Reviewed by: Andre Manseau
What's it about
A former linebacker named Tyler "The Fuse" Draven doesn't burn when his prison is set ablaze. No, he's done so many steroids that the fire bonded with his genetic makeup and has turned him into a human flamethrower. Ian Somerhalder and Lexa Doig play the Mulder and Scully of the film, trying to stop things before they get too hot to handle (zing!).
Is it good movie?
I don't really get why the Sci-Fi network gets the opportunity to release their TV movies on the DVD market. It's not to say that I've seen any that are truly unwatchable, but the problems are always the same and the movies tend to gravitate towards mediocrity at best. I suppose there's an audience for schlock-filled stuff like this, but that audience can just catch their movies as a re-run on the network. I can't understand (as of yet) why anyone would want to pay anything more than bargain basement prices to have this in their collection.
In case you couldn't tell already, Fireball isn't exactly an exception to the rule. I don't want people thinking I can't appreciate a nice, silly b-movie from time to time because I absolutely can. My issue here is that this movie just doesn't have a lot going for it- I know what you're thinking. You're currently pondering how a movie with a giant dude who throws fire for fun could possibly be lacking in entertainment value, and unfortunately I'm going to let you know all about it.
Fireball isn't a complete and utter bomb.

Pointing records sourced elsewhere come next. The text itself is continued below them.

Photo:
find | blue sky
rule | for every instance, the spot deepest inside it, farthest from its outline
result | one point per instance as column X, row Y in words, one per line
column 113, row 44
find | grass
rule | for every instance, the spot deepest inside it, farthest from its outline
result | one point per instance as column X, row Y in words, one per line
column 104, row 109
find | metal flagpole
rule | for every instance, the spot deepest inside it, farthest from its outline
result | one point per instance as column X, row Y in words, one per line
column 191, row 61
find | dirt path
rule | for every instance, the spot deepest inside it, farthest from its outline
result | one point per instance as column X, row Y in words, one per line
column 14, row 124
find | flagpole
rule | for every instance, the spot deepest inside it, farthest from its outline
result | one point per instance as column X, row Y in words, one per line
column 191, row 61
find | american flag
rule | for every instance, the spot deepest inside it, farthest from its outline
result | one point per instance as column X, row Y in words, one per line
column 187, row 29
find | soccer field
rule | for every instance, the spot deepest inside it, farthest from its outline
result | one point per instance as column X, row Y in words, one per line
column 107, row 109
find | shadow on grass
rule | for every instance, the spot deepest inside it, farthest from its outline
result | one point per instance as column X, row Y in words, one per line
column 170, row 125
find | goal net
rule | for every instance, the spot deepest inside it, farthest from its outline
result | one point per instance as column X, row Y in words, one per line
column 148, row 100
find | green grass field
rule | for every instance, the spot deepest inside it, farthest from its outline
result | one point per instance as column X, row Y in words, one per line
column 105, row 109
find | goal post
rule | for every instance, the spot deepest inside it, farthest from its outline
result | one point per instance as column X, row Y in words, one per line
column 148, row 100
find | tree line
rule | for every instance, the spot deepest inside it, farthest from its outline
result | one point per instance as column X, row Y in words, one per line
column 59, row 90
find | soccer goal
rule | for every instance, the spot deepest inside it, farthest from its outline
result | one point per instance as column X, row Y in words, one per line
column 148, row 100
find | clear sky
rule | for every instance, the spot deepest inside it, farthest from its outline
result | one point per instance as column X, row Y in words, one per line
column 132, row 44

Ian Somerhalder and Lexa Doig play off each other quite well in the typical role of burnt-out agent and know-it-all fire expert. They show some decent chemistry from time to time and try hard to anchor this film as best they can. With that said, Somerhalder is miscast here as a tough federal agent. In terms of the villain, he's not much to write home about and that may be due to the fact that very little was written about him in the first place. He's a pretty cardboard villain and doesn't show any real signs of coolness.
The biggest problem here is the logic and the pacing of the flick. The movie expects you to believe that steroids can give you the ability to throw fire in the right situation. That's all well and fine but the writers give Lexa Doig's character a TON of dialogue about how this all happens. Now, I know that it's okay to have a character spouting a line or two about how the film's logic works but she never gets to stop. She gives all these long-winded, boring explanations about things that are not only packed with pseudo-science but annoying and extraneous. She spends all kinds of time droning on and yet she can't even explain why this dude isn't walking around naked all the time! Blech.

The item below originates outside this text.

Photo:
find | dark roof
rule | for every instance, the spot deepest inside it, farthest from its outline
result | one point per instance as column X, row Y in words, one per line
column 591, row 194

The effects here are not very good either, looking like a very low budget TV movie (which this surprisingly was). There's a lot of fire effects that are passable, but too many miss the mark and take you right out of the film. This movie doesn't have a lot going for it.
Video / Audio
I'm not the biggest fan of Ian Somerhalder, but this movie's problems certainly aren't his fault. The film moves slowly, has a relatively lame villain who could have been replaced by anyone, and is jammed with a ton of annoying facts, a lack of logic and a dreadfully slow final act. This one definitely flames out.